3.2 Compound screening data consistency is stable from intra-study and inter-study measures
Several compound screening datasets contain replicate measures for the same drug. We identified these replicates and assessed within-study consistency. As expected, the pairwise correlation from these replicates are generally more positive than all other pairwise correlations from the same dataset (Fig. 2a). We then assessed inter-study consistency by pairing all possible studies and performed correlation of functional data with the shared cell lines. Generally positive correlations were observed for all pairs of studies (Fig. 2b). However, for both intra-study and inter-study assessments, we observed that some compounds are always more consistent than others. We highlighted the EGFR inhibitor ‘Erlotinib’ as a more consistent example and c-Met inhibitor ‘PHA-665752’ as a less consistent example.
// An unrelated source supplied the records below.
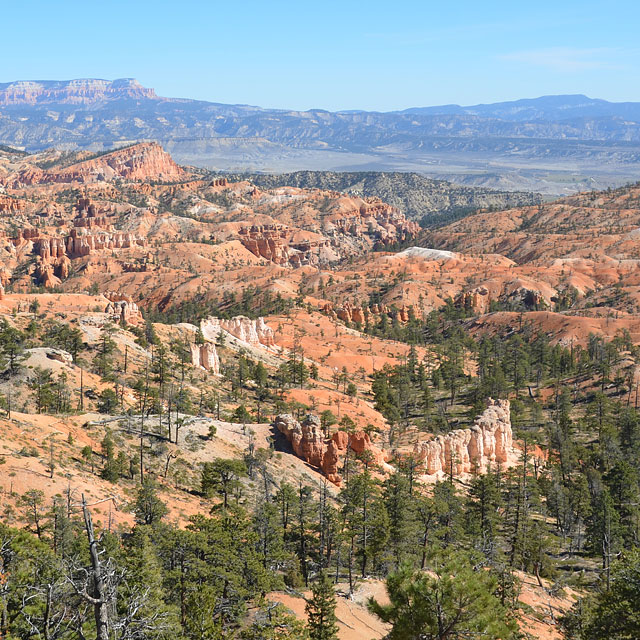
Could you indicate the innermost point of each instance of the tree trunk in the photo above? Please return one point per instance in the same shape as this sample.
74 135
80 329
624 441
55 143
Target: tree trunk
98 597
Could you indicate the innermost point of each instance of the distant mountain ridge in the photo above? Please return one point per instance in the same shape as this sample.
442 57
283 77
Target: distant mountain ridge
413 194
81 91
552 144
559 108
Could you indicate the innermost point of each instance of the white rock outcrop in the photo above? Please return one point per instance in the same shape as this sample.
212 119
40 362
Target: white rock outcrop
206 357
254 332
488 441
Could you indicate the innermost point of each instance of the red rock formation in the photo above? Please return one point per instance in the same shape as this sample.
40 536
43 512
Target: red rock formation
309 443
144 161
123 309
488 441
11 205
348 312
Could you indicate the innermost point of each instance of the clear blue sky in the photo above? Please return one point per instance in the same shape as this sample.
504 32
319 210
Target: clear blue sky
332 55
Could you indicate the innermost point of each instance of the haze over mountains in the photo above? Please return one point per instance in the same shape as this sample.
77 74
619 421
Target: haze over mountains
552 144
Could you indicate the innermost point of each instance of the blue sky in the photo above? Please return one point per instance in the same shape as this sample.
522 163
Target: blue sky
332 55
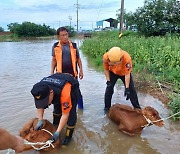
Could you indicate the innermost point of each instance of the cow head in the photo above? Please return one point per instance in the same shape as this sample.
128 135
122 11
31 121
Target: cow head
29 134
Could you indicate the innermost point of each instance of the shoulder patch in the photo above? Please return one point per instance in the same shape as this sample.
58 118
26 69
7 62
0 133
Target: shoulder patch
128 66
65 105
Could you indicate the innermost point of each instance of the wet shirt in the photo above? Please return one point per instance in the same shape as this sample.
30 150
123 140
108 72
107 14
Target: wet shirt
66 59
123 68
64 99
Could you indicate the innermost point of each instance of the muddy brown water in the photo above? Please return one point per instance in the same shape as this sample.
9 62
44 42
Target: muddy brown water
22 64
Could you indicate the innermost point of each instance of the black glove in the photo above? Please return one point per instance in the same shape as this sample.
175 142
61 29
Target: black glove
127 93
55 137
39 125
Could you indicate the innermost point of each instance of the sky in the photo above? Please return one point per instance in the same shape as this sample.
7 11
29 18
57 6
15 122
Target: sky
56 13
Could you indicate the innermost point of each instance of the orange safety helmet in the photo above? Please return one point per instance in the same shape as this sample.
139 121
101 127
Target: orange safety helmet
115 54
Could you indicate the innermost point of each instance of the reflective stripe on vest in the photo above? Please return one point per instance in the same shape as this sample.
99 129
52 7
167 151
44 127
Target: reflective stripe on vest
58 56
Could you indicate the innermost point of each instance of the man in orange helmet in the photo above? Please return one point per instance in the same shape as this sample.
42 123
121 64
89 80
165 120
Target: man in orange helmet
118 64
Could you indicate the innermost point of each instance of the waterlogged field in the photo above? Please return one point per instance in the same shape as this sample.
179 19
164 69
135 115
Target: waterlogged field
154 58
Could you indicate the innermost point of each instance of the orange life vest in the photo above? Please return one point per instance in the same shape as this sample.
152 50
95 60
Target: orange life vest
58 56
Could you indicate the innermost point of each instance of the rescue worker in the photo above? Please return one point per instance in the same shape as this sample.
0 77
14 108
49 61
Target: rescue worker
118 65
11 141
61 90
66 58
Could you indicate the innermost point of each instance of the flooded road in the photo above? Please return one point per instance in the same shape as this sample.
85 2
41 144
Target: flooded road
22 64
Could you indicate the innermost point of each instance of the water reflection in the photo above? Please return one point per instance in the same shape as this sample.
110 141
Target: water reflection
24 63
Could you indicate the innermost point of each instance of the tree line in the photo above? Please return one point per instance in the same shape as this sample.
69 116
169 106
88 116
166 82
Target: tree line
29 29
156 17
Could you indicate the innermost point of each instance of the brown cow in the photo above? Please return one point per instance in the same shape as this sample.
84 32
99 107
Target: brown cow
132 121
28 133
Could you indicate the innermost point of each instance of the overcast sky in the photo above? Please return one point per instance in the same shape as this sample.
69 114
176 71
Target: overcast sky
57 13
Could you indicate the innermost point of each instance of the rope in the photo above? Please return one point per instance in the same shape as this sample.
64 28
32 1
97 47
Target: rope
46 144
152 122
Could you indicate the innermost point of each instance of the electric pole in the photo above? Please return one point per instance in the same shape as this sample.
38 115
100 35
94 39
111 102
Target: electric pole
77 7
121 16
70 18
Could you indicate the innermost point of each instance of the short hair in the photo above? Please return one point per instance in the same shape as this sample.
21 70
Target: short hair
60 29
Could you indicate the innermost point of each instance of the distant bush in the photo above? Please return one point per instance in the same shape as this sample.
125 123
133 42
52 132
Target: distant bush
1 29
28 29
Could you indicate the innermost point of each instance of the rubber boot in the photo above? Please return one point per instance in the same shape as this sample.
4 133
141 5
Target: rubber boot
56 119
68 136
80 103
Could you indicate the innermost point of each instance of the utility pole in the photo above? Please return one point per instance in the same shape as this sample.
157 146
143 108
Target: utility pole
70 18
121 16
77 7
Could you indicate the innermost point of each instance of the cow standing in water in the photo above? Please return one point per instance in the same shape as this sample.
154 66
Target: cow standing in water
28 133
132 121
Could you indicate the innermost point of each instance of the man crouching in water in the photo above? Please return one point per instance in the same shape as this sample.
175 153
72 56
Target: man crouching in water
61 90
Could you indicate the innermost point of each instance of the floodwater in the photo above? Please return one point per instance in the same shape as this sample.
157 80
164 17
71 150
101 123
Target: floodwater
22 64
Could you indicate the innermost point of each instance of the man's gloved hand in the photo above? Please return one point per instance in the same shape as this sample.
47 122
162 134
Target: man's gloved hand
39 125
108 83
127 93
55 137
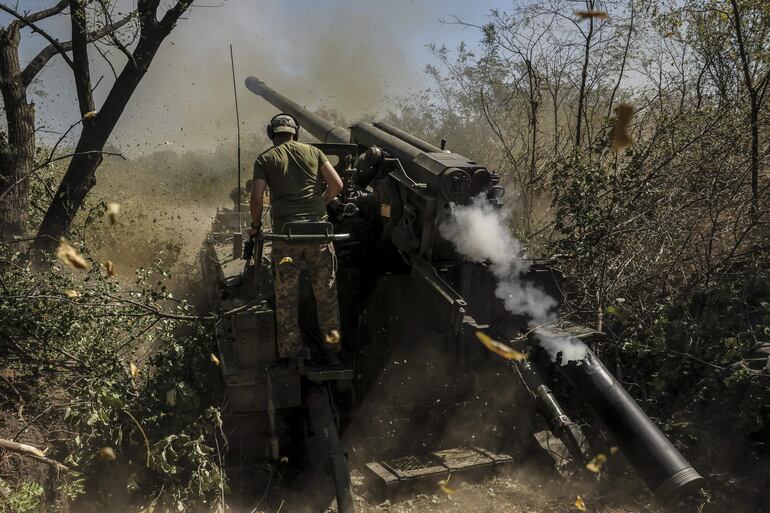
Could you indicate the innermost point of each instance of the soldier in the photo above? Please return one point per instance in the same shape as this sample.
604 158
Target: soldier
295 173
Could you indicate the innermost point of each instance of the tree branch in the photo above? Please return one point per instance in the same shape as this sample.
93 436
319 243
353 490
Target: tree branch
32 452
81 68
47 13
40 60
31 24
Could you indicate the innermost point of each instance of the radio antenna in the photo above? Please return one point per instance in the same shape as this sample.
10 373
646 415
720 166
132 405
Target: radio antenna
238 123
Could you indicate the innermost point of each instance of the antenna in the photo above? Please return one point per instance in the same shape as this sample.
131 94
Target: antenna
238 123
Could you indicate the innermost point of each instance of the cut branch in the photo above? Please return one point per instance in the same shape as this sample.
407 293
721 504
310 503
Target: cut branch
31 452
47 13
40 60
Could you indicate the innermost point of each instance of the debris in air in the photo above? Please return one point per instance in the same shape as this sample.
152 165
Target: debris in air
107 454
112 211
332 337
587 14
595 465
499 348
70 256
620 137
444 485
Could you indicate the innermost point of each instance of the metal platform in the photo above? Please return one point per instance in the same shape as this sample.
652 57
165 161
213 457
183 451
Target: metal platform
404 476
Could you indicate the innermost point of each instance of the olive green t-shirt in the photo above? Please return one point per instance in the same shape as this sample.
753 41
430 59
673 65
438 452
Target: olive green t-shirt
291 172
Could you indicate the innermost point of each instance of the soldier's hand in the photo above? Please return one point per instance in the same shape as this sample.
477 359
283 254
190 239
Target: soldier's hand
254 230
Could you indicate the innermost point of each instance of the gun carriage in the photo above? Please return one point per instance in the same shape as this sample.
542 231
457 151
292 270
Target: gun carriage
412 376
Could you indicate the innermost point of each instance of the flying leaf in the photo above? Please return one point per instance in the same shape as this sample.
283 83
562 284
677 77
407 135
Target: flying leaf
332 337
71 256
444 485
112 211
595 465
586 14
620 137
171 397
499 348
107 454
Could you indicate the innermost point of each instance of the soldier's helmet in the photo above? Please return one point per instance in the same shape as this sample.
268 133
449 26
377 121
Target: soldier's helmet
282 123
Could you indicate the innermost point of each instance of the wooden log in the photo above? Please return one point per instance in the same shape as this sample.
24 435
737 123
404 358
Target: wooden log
30 451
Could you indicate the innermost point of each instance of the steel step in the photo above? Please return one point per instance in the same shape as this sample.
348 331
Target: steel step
407 475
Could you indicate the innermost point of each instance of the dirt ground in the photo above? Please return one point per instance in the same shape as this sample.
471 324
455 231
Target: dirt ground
519 492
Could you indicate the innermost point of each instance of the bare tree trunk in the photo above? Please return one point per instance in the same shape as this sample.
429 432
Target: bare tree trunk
17 152
534 106
754 111
583 79
80 177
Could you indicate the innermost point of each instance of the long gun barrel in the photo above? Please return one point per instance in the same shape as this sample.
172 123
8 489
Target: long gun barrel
415 184
316 125
665 471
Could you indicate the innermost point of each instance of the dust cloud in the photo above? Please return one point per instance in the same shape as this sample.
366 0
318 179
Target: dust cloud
480 232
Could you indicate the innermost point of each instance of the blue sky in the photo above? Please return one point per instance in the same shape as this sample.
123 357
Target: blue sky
342 54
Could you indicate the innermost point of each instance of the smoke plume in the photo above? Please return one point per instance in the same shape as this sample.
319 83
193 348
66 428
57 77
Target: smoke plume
480 233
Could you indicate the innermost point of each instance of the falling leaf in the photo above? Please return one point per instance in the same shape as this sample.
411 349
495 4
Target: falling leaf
107 454
444 485
71 256
620 136
599 15
595 465
332 337
171 397
112 211
499 348
32 449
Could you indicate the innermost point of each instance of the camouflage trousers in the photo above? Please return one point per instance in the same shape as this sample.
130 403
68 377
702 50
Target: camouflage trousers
320 262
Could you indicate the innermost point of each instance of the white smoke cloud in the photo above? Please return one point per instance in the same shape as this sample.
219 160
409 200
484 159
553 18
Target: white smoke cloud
480 233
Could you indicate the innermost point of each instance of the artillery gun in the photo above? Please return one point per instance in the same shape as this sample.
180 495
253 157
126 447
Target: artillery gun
412 376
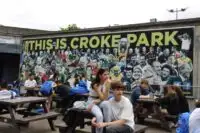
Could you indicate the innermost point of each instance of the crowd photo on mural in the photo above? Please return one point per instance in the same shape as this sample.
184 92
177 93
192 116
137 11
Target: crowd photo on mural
162 56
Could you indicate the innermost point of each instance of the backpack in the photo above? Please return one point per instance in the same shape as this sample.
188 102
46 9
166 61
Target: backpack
46 88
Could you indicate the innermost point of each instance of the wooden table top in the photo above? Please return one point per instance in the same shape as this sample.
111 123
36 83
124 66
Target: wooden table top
21 100
149 100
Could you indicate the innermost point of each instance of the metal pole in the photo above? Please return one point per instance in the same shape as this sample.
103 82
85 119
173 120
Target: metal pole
176 13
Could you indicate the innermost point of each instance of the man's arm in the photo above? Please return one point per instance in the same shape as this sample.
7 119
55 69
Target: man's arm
144 96
104 124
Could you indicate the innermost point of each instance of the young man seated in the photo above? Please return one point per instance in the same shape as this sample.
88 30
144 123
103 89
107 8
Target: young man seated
30 86
118 112
141 91
194 119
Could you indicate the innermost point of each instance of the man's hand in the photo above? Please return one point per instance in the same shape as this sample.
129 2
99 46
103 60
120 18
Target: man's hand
98 125
101 124
94 122
90 107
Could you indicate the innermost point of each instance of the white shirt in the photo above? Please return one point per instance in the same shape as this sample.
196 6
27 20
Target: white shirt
194 120
123 110
30 83
5 94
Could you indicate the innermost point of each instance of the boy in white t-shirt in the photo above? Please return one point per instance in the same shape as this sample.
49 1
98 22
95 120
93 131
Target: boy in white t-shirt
30 86
118 112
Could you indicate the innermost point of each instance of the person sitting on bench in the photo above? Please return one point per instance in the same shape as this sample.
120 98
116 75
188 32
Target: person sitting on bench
118 112
98 93
5 94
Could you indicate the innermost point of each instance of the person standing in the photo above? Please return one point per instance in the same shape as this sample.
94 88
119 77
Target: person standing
98 94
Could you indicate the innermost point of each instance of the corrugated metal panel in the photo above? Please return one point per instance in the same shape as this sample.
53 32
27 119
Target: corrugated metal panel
196 63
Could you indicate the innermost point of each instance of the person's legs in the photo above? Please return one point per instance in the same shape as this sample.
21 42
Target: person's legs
119 129
107 111
99 116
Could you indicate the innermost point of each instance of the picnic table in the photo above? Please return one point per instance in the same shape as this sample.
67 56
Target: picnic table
150 108
27 116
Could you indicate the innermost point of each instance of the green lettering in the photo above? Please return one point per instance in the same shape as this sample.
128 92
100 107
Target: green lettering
170 38
74 46
94 42
84 42
142 40
104 41
156 37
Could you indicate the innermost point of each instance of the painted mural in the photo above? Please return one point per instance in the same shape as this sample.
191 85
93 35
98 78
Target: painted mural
163 56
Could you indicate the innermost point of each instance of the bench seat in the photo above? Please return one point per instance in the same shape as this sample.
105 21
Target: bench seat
62 127
24 120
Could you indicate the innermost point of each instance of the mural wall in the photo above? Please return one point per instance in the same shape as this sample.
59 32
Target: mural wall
161 56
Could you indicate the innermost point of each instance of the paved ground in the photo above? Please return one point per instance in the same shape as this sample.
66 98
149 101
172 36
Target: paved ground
43 127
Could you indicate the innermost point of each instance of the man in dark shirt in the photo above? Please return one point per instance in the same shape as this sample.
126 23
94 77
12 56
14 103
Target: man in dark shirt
141 91
62 91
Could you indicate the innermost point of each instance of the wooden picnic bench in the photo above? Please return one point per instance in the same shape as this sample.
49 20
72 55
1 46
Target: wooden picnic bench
61 125
67 102
79 116
150 108
26 116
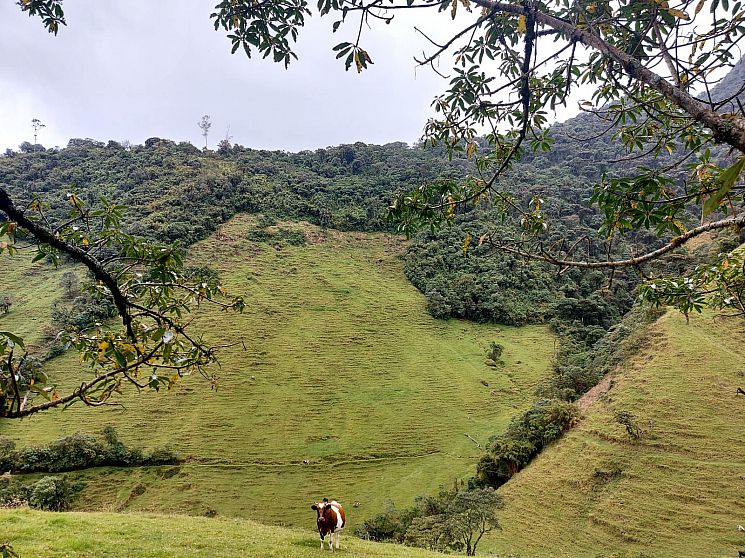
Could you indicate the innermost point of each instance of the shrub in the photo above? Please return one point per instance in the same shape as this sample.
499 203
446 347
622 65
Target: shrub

For each example compound, similar degrees of consistency were seen across all pairwise assessments (Fig. 2c and d and Supplementary Fig. S2a and b). Using meta-analysis of the Pearson correlation coefficients, we generated ‘r.summary’ values for 1707 compounds that were found in at least two datasets (Fig. 2e). Erlotinib has an r.summary of 0.62, at the 98th percentile ranked by consistency, whereas PHA-665752 has an r.summary of 0.1 at the 40th percentile. We further compared the ‘r.summary’ from inter-study assessments to that from intra-study assessments on 384 compounds and observed good agreement (Fig. 2f). These findings suggest the degree of consistency is rather stable for compound screening data.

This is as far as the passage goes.